I am the original author of some of the code (the patch that refactored the code you mentioned), it's just been a while and some details have slipped, and I don't have time to get back into it deeply.
Looking at it a tiny bit more, though, I think line 304 is necessary, and to make this more clear it should be using old_hashed_name
for the _save
call instead of hashed_name
. It is saving the file content with the old hashed name before recalculating the new hash on the (potentially) changed content.
The test failures you saw when removing it are due to the fact that CachedStaticFilesStorage
relies on these intermediate files for proper behavior. The alternative would be for CachedStaticFilesStorage
to recalculate all hashes on a single cache miss, which is very not good. With the intermediate files it can re-calculate the hash for a single file with a few file accesses.

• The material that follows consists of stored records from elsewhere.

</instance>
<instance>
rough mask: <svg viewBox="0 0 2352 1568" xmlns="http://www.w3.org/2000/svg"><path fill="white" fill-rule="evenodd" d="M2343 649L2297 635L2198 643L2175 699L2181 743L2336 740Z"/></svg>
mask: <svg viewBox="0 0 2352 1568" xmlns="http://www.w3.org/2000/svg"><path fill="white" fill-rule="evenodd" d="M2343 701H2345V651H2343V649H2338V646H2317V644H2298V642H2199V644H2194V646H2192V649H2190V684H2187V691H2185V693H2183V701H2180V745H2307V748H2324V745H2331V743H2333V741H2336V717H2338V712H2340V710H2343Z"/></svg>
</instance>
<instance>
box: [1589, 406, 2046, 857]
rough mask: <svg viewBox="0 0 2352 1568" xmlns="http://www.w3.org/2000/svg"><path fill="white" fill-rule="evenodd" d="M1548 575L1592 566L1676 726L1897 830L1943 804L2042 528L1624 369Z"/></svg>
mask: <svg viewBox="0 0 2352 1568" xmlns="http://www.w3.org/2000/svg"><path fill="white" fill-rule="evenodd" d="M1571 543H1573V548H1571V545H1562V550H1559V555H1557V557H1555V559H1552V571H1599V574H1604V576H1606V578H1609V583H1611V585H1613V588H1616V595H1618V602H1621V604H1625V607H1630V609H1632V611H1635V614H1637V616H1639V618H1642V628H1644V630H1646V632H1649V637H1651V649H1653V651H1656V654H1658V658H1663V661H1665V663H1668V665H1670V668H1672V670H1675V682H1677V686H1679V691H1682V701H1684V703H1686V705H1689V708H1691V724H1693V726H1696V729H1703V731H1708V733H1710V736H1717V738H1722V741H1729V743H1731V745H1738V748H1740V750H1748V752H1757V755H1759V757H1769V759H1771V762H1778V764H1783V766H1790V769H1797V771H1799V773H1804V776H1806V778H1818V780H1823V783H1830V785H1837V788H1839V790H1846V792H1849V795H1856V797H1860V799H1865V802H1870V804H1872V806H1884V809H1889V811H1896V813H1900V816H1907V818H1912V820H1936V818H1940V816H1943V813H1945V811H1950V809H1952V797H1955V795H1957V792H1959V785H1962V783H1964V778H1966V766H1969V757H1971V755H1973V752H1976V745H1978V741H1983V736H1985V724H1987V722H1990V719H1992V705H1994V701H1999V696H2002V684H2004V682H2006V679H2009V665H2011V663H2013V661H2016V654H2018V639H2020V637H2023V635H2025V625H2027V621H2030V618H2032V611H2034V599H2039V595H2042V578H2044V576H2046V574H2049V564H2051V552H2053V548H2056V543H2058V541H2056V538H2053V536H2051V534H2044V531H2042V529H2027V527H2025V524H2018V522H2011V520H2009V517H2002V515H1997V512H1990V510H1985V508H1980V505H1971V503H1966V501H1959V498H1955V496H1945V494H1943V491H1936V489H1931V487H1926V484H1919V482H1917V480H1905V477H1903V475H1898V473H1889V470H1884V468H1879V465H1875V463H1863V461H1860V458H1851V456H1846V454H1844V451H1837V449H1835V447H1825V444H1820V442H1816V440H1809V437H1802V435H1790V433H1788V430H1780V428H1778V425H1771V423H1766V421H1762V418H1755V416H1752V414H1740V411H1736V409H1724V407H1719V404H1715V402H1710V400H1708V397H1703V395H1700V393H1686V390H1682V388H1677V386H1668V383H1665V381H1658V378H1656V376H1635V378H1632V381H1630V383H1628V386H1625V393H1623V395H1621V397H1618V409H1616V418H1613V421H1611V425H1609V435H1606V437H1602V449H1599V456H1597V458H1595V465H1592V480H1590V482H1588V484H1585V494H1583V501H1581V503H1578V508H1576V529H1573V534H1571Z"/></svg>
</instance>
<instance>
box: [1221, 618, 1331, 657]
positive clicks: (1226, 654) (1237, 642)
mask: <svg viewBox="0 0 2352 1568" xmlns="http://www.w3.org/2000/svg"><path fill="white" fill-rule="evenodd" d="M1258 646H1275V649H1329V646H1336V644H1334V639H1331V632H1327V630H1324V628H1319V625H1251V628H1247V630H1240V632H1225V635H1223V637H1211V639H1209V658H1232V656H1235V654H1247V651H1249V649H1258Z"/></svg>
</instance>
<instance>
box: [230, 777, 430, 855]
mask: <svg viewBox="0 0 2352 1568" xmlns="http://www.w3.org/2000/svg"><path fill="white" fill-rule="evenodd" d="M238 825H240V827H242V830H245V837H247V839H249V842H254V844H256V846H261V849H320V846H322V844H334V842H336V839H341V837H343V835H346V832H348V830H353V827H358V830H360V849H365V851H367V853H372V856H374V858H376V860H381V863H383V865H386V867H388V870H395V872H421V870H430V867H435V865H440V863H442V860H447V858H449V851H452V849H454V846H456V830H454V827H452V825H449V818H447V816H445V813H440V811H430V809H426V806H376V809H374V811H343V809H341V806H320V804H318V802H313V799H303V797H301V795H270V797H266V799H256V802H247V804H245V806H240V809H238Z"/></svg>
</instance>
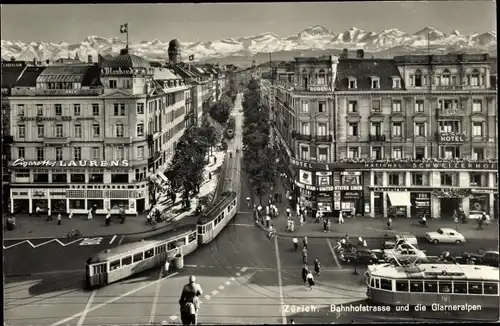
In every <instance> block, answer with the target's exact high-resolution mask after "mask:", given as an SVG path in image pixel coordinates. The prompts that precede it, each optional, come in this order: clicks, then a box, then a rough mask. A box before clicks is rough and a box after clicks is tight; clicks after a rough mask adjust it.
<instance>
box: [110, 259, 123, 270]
mask: <svg viewBox="0 0 500 326" xmlns="http://www.w3.org/2000/svg"><path fill="white" fill-rule="evenodd" d="M120 264H121V262H120V259H117V260H114V261H112V262H110V263H109V270H110V271H114V270H115V269H118V268H120V266H121V265H120Z"/></svg>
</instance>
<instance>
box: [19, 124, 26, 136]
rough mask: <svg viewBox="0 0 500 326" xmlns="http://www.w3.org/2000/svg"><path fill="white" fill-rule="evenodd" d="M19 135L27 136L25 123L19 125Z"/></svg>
mask: <svg viewBox="0 0 500 326" xmlns="http://www.w3.org/2000/svg"><path fill="white" fill-rule="evenodd" d="M18 136H19V138H24V137H26V127H25V126H24V125H19V126H18Z"/></svg>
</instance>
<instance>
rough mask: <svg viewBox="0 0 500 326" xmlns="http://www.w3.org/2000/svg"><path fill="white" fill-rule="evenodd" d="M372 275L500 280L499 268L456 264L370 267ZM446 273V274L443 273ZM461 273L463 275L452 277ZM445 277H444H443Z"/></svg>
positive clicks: (382, 276) (378, 275)
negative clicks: (459, 273)
mask: <svg viewBox="0 0 500 326" xmlns="http://www.w3.org/2000/svg"><path fill="white" fill-rule="evenodd" d="M368 271H369V272H370V275H372V276H377V277H387V278H393V279H442V278H443V277H445V275H443V274H447V275H451V276H448V277H447V278H448V279H454V280H457V279H458V280H484V281H492V282H494V281H496V282H498V281H499V279H500V276H499V275H500V274H499V269H498V267H491V266H479V265H456V264H419V265H417V266H414V267H401V266H394V265H391V264H382V265H370V266H368ZM443 272H445V273H443ZM453 273H461V274H463V275H456V276H455V275H452V274H453ZM441 275H443V276H441Z"/></svg>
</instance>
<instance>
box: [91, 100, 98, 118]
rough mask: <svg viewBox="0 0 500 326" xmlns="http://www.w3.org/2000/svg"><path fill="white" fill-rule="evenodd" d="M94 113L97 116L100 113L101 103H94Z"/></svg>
mask: <svg viewBox="0 0 500 326" xmlns="http://www.w3.org/2000/svg"><path fill="white" fill-rule="evenodd" d="M92 115H93V116H94V117H95V116H97V115H99V104H96V103H94V104H92Z"/></svg>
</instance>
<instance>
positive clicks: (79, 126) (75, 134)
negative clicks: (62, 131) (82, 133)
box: [75, 125, 82, 138]
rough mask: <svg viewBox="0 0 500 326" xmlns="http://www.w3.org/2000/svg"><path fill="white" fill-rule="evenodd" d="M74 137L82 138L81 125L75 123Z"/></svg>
mask: <svg viewBox="0 0 500 326" xmlns="http://www.w3.org/2000/svg"><path fill="white" fill-rule="evenodd" d="M75 138H82V125H75Z"/></svg>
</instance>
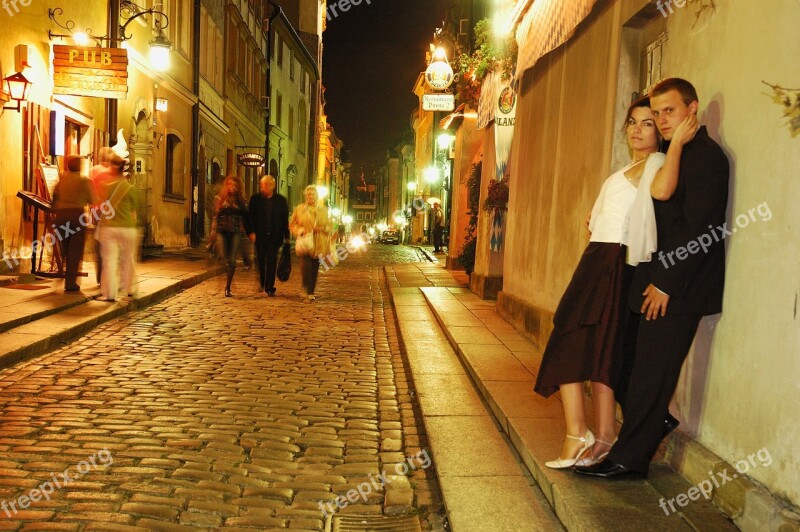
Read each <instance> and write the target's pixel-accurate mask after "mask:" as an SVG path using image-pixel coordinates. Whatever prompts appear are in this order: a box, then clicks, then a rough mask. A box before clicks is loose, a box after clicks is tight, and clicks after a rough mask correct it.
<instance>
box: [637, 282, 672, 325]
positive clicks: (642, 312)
mask: <svg viewBox="0 0 800 532" xmlns="http://www.w3.org/2000/svg"><path fill="white" fill-rule="evenodd" d="M642 295H643V296H644V303H642V314H644V315H645V319H646V320H648V321H649V320H654V319H656V318H658V315H659V314H661V316H666V315H667V304H668V303H669V296H668V295H667V294H665V293H663V292H661V291H660V290H659V289H658V288H656V287H655V286H653V284H652V283H650V284H649V285H648V286H647V288H646V289H645V291H644V292H642Z"/></svg>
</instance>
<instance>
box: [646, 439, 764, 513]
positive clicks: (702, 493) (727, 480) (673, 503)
mask: <svg viewBox="0 0 800 532" xmlns="http://www.w3.org/2000/svg"><path fill="white" fill-rule="evenodd" d="M756 460H758V461H756ZM770 464H772V456H771V455H770V454H769V450H768V449H767V448H766V447H762V448H761V449H759V450H758V451H756V452H755V453H751V454H750V455H749V456H748V457H747V459H746V460H739V461H738V462H736V464H734V466H733V467H734V468H735V469H736V471H737V472H736V473H733V474H730V471H729V470H728V468H727V467H726V468H725V469H723V470H722V471H717V472H716V473H714V472H713V471H709V472H708V479H707V480H704V481H702V482H699V483H698V484H697V485H696V486H692V487H691V488H689V489H688V490H686V493H680V494H678V495H677V496H676V497H673V498H671V499H664V498H663V497H662V498H661V500H660V501H659V503H658V505H659V506H660V507H661V509H662V510H664V513H665V514H666V515H669V514H670V513H675V512H677V511H678V510H677V509H676V508H675V504H677V505H678V506H680V507H681V508H685V507H686V506H687V505H688V504H689V501H697V500H700V495H702V496H703V497H705V499H706V500H711V493H712V492H713V490H714V488H717V489H719V488H721V487H722V486H724V485H725V484H727V483H728V482H731V481H733V480H734V479H736V478H738V477H739V475H744V474H745V473H747V472H748V471H749V470H750V468H751V467H753V468H755V467H758V466H759V465H760V466H763V467H769V465H770ZM668 507H669V508H668Z"/></svg>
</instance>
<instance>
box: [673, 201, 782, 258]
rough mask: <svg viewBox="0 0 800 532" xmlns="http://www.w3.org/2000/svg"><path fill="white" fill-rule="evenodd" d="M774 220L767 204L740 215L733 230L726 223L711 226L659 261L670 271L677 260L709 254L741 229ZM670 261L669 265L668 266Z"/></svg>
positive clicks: (769, 209) (737, 216)
mask: <svg viewBox="0 0 800 532" xmlns="http://www.w3.org/2000/svg"><path fill="white" fill-rule="evenodd" d="M756 214H758V216H759V218H756ZM771 219H772V210H771V209H770V208H769V205H767V202H766V201H765V202H764V203H762V204H760V205H758V206H757V207H754V208H752V209H750V210H748V211H747V213H742V214H740V215H738V216H737V217H736V218H735V219H734V223H735V224H736V227H734V228H732V229H728V223H727V222H725V223H724V224H722V225H720V226H717V227H714V226H713V225H709V226H708V229H709V231H708V232H707V233H703V234H702V235H700V236H698V237H697V238H696V239H694V240H692V241H691V242H689V243H688V244H686V245H685V246H681V247H679V248H678V249H676V250H674V251H670V252H669V253H664V252H663V251H659V252H658V260H660V261H661V264H663V265H664V268H665V269H669V267H670V266H675V259H677V260H686V258H688V257H689V255H695V254H697V253H699V252H700V251H702V252H703V253H708V249H709V248H710V247H711V245H712V244H713V243H715V242H719V241H720V240H725V239H726V238H728V237H729V236H733V234H734V233H736V231H738V230H739V229H744V228H745V227H747V226H748V225H750V222H758V221H759V220H760V221H762V222H768V221H770V220H771ZM667 261H669V264H667Z"/></svg>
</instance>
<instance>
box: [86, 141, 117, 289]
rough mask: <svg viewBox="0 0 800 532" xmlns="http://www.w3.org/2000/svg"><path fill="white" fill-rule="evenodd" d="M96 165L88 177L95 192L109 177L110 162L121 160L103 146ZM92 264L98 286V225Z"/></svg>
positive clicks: (112, 152)
mask: <svg viewBox="0 0 800 532" xmlns="http://www.w3.org/2000/svg"><path fill="white" fill-rule="evenodd" d="M97 155H98V157H97V158H98V163H97V164H96V165H94V166H92V170H91V172H90V173H89V176H90V177H91V178H92V183H93V184H94V190H95V192H96V191H97V190H98V187H100V186H101V185H102V184H103V183H104V182H105V180H106V178H107V177H108V176H109V172H110V169H111V163H112V161H116V162H117V163H119V162H121V161H122V158H121V157H120V156H119V155H117V154H116V153H115V152H114V150H112V149H111V148H109V147H108V146H103V147H102V148H100V150H99V152H98V154H97ZM94 264H95V268H94V269H95V272H94V274H95V278H96V279H97V284H100V279H101V277H102V273H103V255H102V252H101V251H100V224H95V226H94Z"/></svg>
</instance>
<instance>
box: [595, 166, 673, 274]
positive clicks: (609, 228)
mask: <svg viewBox="0 0 800 532" xmlns="http://www.w3.org/2000/svg"><path fill="white" fill-rule="evenodd" d="M663 165H664V154H663V153H651V154H650V156H649V157H648V158H647V161H646V162H645V168H644V171H643V172H642V178H641V179H640V181H639V188H638V189H637V188H636V187H635V186H633V184H632V183H631V182H630V181H628V179H627V178H626V177H625V171H626V170H627V169H628V168H630V167H631V166H633V163H631V164H629V165H628V166H626V167H625V168H622V169H620V170H617V171H616V172H614V173H613V174H612V175H611V176H610V177H609V178H608V179H606V181H605V183H603V187H602V188H601V189H600V194H599V195H598V197H597V201H595V203H594V207H593V208H592V218H591V220H590V221H589V230H590V231H591V232H592V236H591V238H590V241H591V242H611V243H622V244H626V245H627V246H628V247H629V257H628V263H629V264H634V265H635V264H637V263H638V262H641V261H643V260H647V261H649V260H650V255H649V254H648V253H647V252H646V251H645V250H649V253H652V252H653V251H655V244H656V233H655V213H654V211H653V199H652V197H651V196H650V185H651V183H652V182H653V178H654V177H655V174H656V172H657V171H658V170H659V168H661V167H662V166H663ZM632 214H633V217H631V215H632ZM651 247H652V249H651V250H650V249H649V248H651ZM631 249H635V250H636V251H635V253H634V256H631V254H630V250H631ZM645 256H646V259H645ZM631 260H634V262H631Z"/></svg>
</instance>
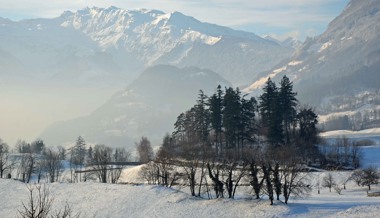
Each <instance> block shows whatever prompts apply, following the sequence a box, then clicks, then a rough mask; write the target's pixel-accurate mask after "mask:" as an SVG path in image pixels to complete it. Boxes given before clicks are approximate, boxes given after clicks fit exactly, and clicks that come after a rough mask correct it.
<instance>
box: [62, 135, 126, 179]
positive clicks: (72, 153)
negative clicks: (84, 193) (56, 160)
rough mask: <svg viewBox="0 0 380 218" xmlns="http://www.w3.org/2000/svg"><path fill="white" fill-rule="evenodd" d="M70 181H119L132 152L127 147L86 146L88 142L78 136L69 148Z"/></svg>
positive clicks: (103, 145)
mask: <svg viewBox="0 0 380 218" xmlns="http://www.w3.org/2000/svg"><path fill="white" fill-rule="evenodd" d="M69 154H70V171H71V177H70V182H77V181H84V182H85V181H87V180H88V179H96V180H98V181H99V182H102V183H107V182H108V183H117V180H118V179H119V178H120V176H121V172H122V169H123V168H124V165H125V162H127V161H128V160H129V159H130V152H128V151H126V150H125V148H111V147H108V146H106V145H101V144H99V145H95V146H94V147H92V146H89V147H88V148H86V142H85V140H84V139H83V138H82V137H80V136H79V137H78V139H77V141H76V143H75V145H74V146H73V147H72V148H70V149H69Z"/></svg>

If the concern is using a storage backend like S3, maybe a final upload step could be refactored in? The collectstatic
process is never going to be very efficient if it's writing and reading directly to S3. The post-processing requires lots of file reads and writes, so remote storage isn't great for that.
comment:9 by , 8 years ago
Thank you for elaboration, David. I think using current collectstatic as prestep for saving static files to a remote storage is really good solution. So I guess we could close this ticket?
comment:10 by , 8 years ago
Resolution: | → wontfix |
---|---|
Status: | assigned → closed |
If you can propose a patch, optimizations would certainly be welcome.